Hey guys. Newbie here.
Sorry that my first post is a request for help but I’m almost literally going insane over this.
I’ve been programming a sound format that achieves 32:9 compression by the use of linear prediction.
It’s basically a challenge to myself to see whether a format that achieves such compression can be done with little loss in signal.
The general idea for the format is: [beware really verbose descriptions]
//! These types just make the code easier to understand
//! ... for me, anyway =P
typedef unsigned char u8; //! Unsigned 8-bit
typedef unsigned short u16; //! Unsigned 16-bit
typedef unsigned int u32; //! Unsigned 32-bit
typedef unsigned long long u64; //! Unsigned 64-bit
//! Sound type
typedef struct {
u32 numBlk; //! Number of sample blocks
float pCoef[16][2]; //! Global prediction coefficients [16 pairs]
//! Each sample block is composed of 32/8 [4] frames of sample data.
//! Each frame, in turn, is composed of 64/4 [16] sample nibbles and
//! an 8-bit header:
//! Bit0-3: Coefficient selection
//! Bit4-7: Shift scale
//! Basically, the 'coefficient selection' chooses the pair of
//! coefficients [from the header] that best predicts the data in
//! the frame, while the 'shift scale' provides error correction
//! scaling. [the data is in the range of -32768..+32767]

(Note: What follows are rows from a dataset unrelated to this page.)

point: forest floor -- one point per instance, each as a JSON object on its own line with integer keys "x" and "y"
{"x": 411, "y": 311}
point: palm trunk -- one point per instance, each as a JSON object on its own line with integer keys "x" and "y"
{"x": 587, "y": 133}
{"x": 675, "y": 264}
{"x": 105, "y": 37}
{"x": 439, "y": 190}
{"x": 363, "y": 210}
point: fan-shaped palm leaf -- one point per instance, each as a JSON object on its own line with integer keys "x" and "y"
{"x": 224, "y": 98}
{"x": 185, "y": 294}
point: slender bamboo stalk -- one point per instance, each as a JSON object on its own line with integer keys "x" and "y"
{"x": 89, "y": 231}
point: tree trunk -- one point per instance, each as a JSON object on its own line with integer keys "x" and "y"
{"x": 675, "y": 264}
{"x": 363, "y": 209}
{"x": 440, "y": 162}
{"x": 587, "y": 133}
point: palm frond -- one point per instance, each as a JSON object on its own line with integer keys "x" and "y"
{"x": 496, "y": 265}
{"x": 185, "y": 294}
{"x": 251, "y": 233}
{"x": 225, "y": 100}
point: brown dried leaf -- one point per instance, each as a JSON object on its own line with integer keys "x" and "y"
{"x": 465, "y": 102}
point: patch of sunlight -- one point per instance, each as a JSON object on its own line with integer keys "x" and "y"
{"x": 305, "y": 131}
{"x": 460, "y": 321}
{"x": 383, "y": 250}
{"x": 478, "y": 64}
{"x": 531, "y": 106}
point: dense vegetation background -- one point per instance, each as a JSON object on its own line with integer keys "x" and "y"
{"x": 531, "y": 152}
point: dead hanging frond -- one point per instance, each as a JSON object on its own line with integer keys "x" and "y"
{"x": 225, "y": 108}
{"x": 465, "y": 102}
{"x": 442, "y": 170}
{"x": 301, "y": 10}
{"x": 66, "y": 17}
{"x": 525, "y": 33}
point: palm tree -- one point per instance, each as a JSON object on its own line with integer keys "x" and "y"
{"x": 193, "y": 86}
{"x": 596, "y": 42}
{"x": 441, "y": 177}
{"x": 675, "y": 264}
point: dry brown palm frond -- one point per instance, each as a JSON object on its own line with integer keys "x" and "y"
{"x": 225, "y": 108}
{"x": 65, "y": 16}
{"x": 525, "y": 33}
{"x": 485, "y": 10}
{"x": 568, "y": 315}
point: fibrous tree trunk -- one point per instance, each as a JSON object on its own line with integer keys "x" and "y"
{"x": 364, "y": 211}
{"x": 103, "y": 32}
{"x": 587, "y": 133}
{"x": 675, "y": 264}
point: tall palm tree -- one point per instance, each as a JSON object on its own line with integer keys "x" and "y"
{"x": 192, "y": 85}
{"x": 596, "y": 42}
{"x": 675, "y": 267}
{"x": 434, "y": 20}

//! Since there's only 16 coefficient pairs, prediction will never
//! be exact, so there's error correction.
//! Each nibble is a value [-8..+7] that is multiplied by the shift
//! scale [which is really 2^n] in order to more closely match the
//! original sound data.
//! The data is packed in a nifty way so that it is properly aligned
//! [if you remember, a frame has an 8-bit header] to a DWORD.
struct {
u8 frameHeader[32/8]; //! 32 = sizeof(DWORD). Four frames.
u64 frameData [32/8]; //! Ditto.
} block[];
} sound_t;
//! Decoding the sample data
void Decode(sound_t *snd, float *dest) {
//! storage for the last two samples [for prediction]
float old[2] = {0.f,0.f};
//! decode each block
for(int blk = 0 ; blk < snd->numBlk ; blk++) {
//! decode each frame
for(int frm = 0 ; frm < 32/8; frm++) {
//! read frame header
u32 frameHead = snd->block[blk].frameHeader[frm];
u32 coefSelect = frameHead & 0xF;
float errorScale = pow(2.f, (float)(frameHead>>4));
//! read frame data
u64 frameData = snd->block[blk].frameData[frm];
//! make a shortcut to the coefficients
//! [makes code slightly cleaner]
float *coef = snd->pCoef[coefSelect];
//! decode each sample
for(int i = 0 ; i < 64/4; i++) {
//! find predicted data
float predict = coef[0]*old[0] + coef[1]*old[1];
//! find the sample correction data
float corNib = (float)(frameData & 0xF) * errorScale;
//! find the corrected sample
float sample = predict + corNib;
//! output this sample
*dest++ = sample;
//! shuffle the data
old[1] = old[0],
old[0] = sample;
//! shift out the old nibble to get the next sample
frameData >>= 4ULL;
}
}
}
}
While I’ve read a bit of ‘Numerical Recipes in C’, in particular the linear prediction section, it never covers what I’m trying to do.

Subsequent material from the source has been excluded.